Robert Edison Sandiford: Greek myth visits Barbados


Strange creatures populate award-winning Sandiford’s first novel, And Sometimes They Fly, George Elliot Clarke writes in this review for Canada’s Chronicle Herald.

Robert Edison Sandiford is a rare Canadian writer, for he writes in self-chosen exile, as an expatriate journalist in Barbados, the homeland of his parents.

An African-Canadian writer, Sandiford was born in Quebec and raised in a Montreal suburb. He is, then, a child of Pierre Trudeau — bilingual, multicultural, intellectual, liberal.

Indeed, when Sandiford isn’t writing journalism or fiction, he keeps his ink frothy by penning naughty scripts for adult-only cartoon strips, as well as short stories exploring the psychology of intimacy.

Twice a recipient of Barbados’s highest literary honour, the Governor General’s Award for Excellence in the Literary Arts, Sandiford is a gifted writer, and so he sets himself the task, in his first novel, of drafting a tale that unleashes creatures from Caribbean folklore like destructive Greek gods to terrorize 21st-century Barbadians (Bajans).

That verb, “terrorize,” is essential to Sandiford’s debut novel, And Sometimes They Fly (DC Books, $19), for it begins with a scene of Bajans in a Bridgetown bar, watching the Sept. 11, 2001, aerial terror attacks on New York City and Washington, D.C., unfold on a local TV station accepting a feed from the United States.

Not only does this spectacular violence devastate two American cities and stun the world, it also brings to life Caribbean terrors (not mere terrorists), such as baccous and soucouyan and duppies, supernatural beings that wrought unholy, ungodly destruction.

Indeed, in Sandiford’s Caribbean mythology, 9-11 is a “Cataclysm” that opens a portal for demonic beings to invade even such a sugarcane-green and rum-peaceful isle as Barbados.

Fans of African-Canadian novelists Nalo Hopkinson, David Chariandy and Andre Alexis, in particular, will see Sandiford follow in their footsteps by applying to Canadian and Barbadian settings the same folkloric beings that show up in fiction by this trio of authors.

But there’s also a connection here between Sandiford’s crafting of superbly thoughtful and playful erotica and his imaginative evocation of a world of devilish thingamajigs and their heroic opponents.

Essentially, the novel — like the shorter fiction — explores passions and the passions that violate scruples, morals and boundaries.

And Sometimes They Fly can also be thought a strange mashup of Toni Morrison’s Song of Solomon (1976) and Chinua Achebe’s Things Fall Apart (1960).

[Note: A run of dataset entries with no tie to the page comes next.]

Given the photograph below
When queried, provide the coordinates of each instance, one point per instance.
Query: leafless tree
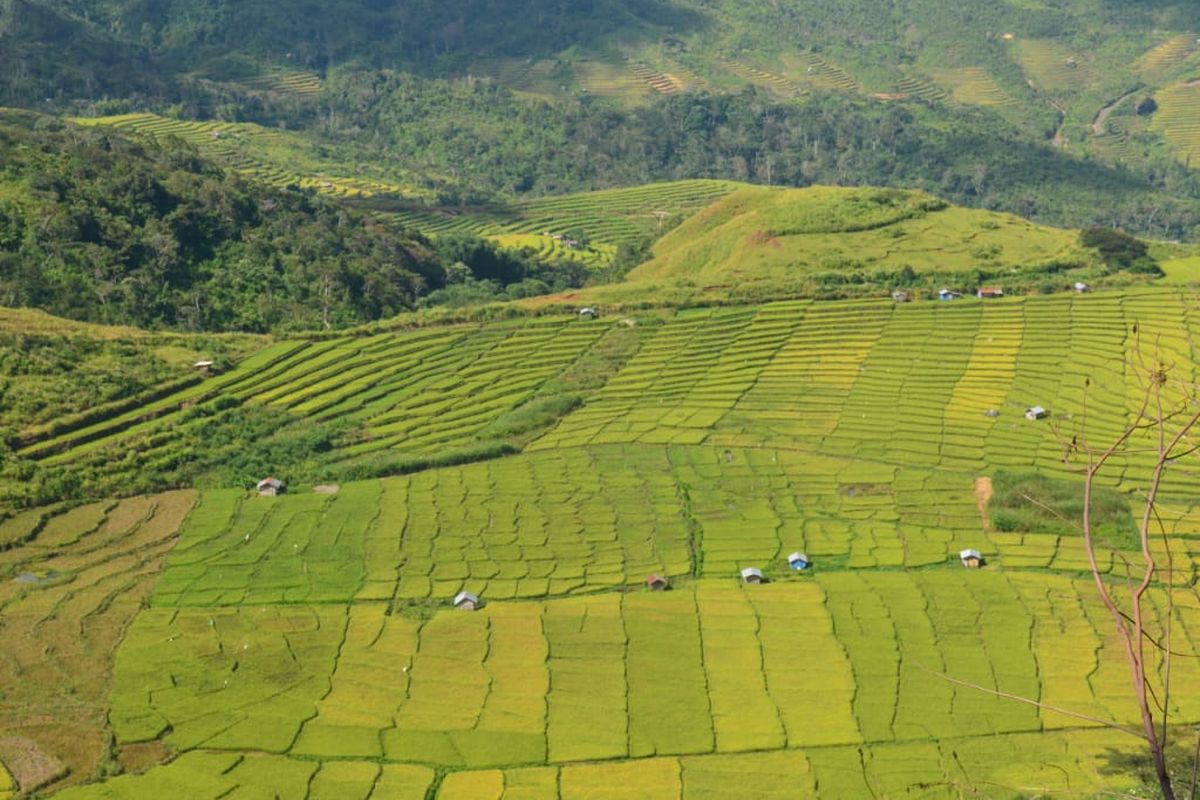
(1163, 429)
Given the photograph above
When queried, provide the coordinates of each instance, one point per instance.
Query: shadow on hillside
(414, 34)
(1135, 762)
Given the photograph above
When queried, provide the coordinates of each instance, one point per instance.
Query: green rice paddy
(306, 644)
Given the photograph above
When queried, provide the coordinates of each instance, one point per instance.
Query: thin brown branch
(1029, 701)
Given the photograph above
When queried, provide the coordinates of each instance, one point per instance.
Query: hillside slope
(306, 644)
(760, 234)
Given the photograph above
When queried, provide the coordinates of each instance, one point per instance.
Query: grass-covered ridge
(761, 234)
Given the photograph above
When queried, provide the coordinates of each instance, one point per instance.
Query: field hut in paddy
(466, 601)
(269, 487)
(798, 561)
(971, 558)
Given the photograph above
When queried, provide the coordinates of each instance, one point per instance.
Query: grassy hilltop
(345, 244)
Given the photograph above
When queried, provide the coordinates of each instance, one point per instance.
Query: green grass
(268, 155)
(607, 217)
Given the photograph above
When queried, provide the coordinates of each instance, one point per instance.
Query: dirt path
(983, 497)
(1102, 116)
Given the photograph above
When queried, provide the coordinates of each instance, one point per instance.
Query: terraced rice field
(306, 644)
(607, 79)
(819, 73)
(1053, 67)
(556, 250)
(609, 216)
(1179, 120)
(761, 77)
(239, 145)
(972, 85)
(1165, 56)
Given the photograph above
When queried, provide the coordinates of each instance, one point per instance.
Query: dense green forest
(472, 106)
(100, 228)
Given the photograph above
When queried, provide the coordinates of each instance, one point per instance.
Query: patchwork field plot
(900, 384)
(610, 216)
(306, 644)
(972, 85)
(639, 675)
(1065, 765)
(66, 596)
(1053, 67)
(395, 394)
(514, 528)
(246, 146)
(556, 250)
(919, 86)
(1165, 56)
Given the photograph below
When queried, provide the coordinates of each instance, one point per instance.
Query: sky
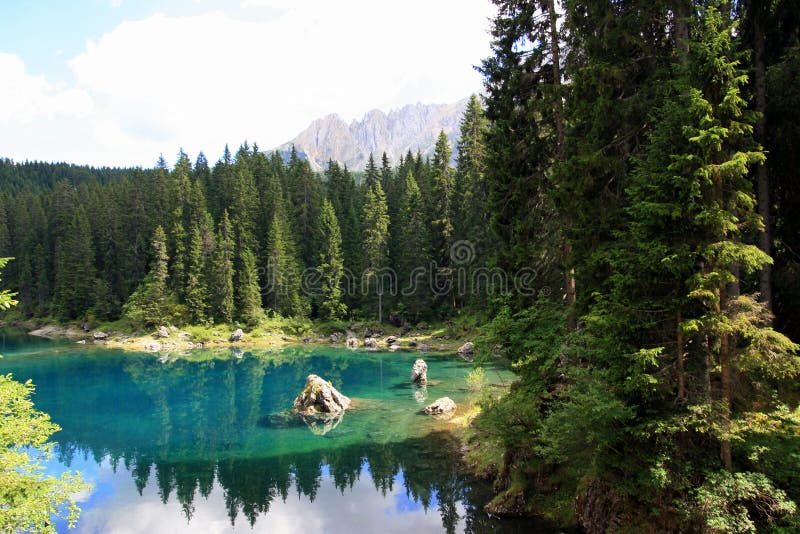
(119, 82)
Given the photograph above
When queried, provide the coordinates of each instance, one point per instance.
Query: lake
(191, 442)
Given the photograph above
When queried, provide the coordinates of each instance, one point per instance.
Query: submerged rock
(444, 405)
(419, 372)
(322, 424)
(319, 396)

In Morrison’s tale, some African-Americans possess the ability to fly; in Achebe’s tale, taboos and gremlins, indicative of cancerous fears and passions, corrupt the state.

Luckily, in Sandiford’s tale, a trio of Elect (angelic) beings, guided by an Elder, intervene to save Barbados and, by extension, the world.

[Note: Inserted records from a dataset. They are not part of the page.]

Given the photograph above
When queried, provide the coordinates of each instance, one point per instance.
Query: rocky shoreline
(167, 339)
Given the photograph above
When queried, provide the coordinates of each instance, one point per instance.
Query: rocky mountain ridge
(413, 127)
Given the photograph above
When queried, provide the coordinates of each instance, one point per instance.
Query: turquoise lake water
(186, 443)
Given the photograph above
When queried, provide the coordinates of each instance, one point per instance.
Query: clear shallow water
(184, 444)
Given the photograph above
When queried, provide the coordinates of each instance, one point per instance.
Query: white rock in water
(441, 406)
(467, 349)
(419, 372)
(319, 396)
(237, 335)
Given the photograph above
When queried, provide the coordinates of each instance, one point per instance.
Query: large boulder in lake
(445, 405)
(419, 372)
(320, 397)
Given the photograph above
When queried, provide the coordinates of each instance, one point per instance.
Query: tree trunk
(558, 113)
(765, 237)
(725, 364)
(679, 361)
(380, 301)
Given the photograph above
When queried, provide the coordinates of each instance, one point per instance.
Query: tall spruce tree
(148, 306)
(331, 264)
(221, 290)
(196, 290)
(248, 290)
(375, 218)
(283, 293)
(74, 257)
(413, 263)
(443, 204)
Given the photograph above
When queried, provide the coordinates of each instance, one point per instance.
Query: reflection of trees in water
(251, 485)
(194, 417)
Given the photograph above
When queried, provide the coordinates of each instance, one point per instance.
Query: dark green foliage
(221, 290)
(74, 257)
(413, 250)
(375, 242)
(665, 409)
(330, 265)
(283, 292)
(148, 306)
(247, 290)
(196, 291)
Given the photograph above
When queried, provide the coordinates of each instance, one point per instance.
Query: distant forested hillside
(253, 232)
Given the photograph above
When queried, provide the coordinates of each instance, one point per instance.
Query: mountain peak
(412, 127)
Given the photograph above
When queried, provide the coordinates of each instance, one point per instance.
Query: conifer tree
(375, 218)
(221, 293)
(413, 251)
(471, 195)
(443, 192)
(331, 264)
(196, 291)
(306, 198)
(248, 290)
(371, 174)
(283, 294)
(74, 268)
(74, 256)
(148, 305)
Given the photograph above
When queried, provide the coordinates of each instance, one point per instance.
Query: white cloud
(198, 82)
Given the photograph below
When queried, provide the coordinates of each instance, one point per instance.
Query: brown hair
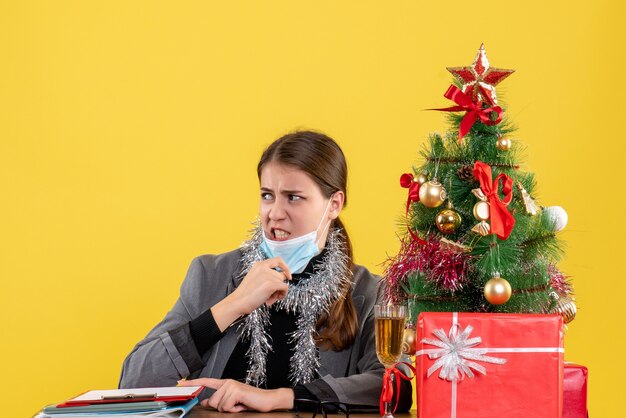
(321, 158)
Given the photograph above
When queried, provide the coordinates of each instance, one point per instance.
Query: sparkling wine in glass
(389, 329)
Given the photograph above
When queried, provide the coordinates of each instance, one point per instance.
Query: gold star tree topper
(479, 79)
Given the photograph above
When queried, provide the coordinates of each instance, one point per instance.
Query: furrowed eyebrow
(266, 189)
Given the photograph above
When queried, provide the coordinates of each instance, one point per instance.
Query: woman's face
(292, 204)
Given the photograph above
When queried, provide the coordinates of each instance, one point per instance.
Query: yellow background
(130, 132)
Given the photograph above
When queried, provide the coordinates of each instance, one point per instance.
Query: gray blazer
(354, 374)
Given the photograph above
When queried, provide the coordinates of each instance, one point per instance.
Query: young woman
(288, 315)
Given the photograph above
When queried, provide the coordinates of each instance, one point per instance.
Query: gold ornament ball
(481, 211)
(497, 291)
(565, 307)
(409, 343)
(448, 221)
(432, 194)
(421, 179)
(503, 143)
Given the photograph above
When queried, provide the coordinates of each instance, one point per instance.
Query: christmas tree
(476, 239)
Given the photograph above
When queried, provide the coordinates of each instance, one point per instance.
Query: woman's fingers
(278, 262)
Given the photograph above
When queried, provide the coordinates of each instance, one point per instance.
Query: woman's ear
(336, 204)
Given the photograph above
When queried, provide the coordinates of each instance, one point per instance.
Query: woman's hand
(233, 396)
(262, 284)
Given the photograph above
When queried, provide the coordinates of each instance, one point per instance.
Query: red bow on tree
(474, 110)
(502, 221)
(408, 182)
(387, 393)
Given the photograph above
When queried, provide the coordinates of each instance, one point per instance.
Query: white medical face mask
(296, 252)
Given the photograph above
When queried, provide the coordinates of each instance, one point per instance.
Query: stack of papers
(170, 402)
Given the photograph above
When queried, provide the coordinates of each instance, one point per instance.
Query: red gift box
(574, 391)
(473, 365)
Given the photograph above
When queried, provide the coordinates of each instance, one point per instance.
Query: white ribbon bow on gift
(456, 353)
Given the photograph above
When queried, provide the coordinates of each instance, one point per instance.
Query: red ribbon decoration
(386, 396)
(407, 181)
(474, 110)
(502, 221)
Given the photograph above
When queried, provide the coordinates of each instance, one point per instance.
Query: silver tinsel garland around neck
(308, 299)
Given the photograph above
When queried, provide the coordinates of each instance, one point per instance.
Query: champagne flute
(389, 329)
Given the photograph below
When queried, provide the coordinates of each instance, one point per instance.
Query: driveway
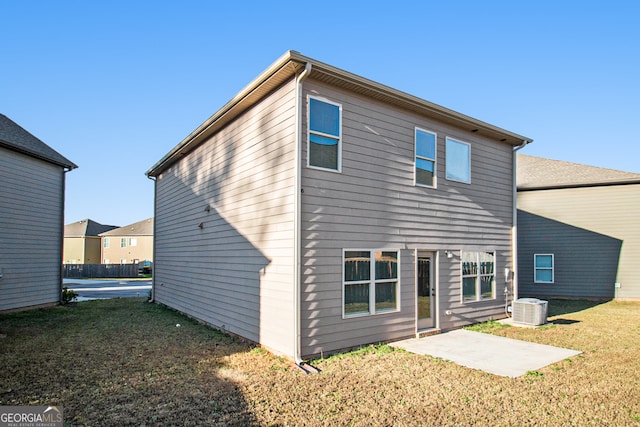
(490, 353)
(88, 289)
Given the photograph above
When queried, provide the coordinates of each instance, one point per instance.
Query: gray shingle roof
(540, 173)
(86, 227)
(140, 228)
(14, 137)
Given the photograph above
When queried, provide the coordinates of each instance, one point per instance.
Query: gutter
(297, 256)
(514, 225)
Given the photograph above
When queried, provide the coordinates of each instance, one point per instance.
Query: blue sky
(115, 85)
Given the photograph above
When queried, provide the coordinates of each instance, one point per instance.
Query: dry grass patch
(124, 362)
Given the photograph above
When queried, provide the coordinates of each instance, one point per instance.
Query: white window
(478, 276)
(425, 158)
(543, 265)
(325, 135)
(370, 282)
(458, 160)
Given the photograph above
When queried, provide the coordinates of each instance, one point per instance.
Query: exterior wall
(143, 250)
(73, 251)
(224, 223)
(374, 204)
(31, 209)
(82, 250)
(607, 215)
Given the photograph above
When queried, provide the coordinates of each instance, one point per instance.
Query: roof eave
(287, 66)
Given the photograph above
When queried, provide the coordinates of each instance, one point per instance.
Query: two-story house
(131, 244)
(32, 189)
(318, 210)
(82, 243)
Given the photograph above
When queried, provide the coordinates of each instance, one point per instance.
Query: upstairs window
(478, 276)
(324, 134)
(425, 158)
(543, 268)
(458, 161)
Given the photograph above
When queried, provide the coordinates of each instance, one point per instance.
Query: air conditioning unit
(530, 311)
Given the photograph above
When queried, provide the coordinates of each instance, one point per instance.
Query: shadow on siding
(585, 262)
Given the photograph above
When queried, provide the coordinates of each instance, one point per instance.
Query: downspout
(64, 191)
(297, 211)
(153, 247)
(514, 226)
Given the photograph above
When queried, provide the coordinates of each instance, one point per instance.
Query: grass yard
(124, 362)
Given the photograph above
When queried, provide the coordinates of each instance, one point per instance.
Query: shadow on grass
(559, 307)
(121, 362)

David can fly, even to the moon (though he does find space “chilly;”) Marsha is super strong (a Bajan bionic woman) and Franck has no excuse for not paying his bills on time, for he is, well, super fast.

But even if Superman, Wonder Woman and the Flash (so to speak) want to ward off the monster invasion, they are limited by the Elders: Milton, who is Miltonic, and Mackie, who is Machiavellian.

Three Witches, reminiscent of Macbeth’s fortunetellers, also impede the would-be do-gooders.

I’ve reviewed Sandiford before, and I find his past successes repeated in And Sometimes They Fly. A cross between Joe Conrad and V.S. Naipaul, Sandiford is breathtakingly clear in his prose, and this commitment to realism serves him well in writing a story that could easily be a Twilight Zone episode:

“And a boy and a girl, fresh into their teens, kissed for the first time in the sea.”

“Hospitals in the Caribbean, like hospitals in the movies, all looked the same as dingy as their Hollywood counterparts were scoured; as open-air as those onscreen were shut-off.”

Sandiford also turns in fine aphorisms:

“If you don’t have a plan then the only plan you have is to fail.”

And Sometimes They Fly is an adventure tale, a sort of Caribbean novelization of The Odyssey.

If you’ve not read Sandiford before, this novel is a good place to start.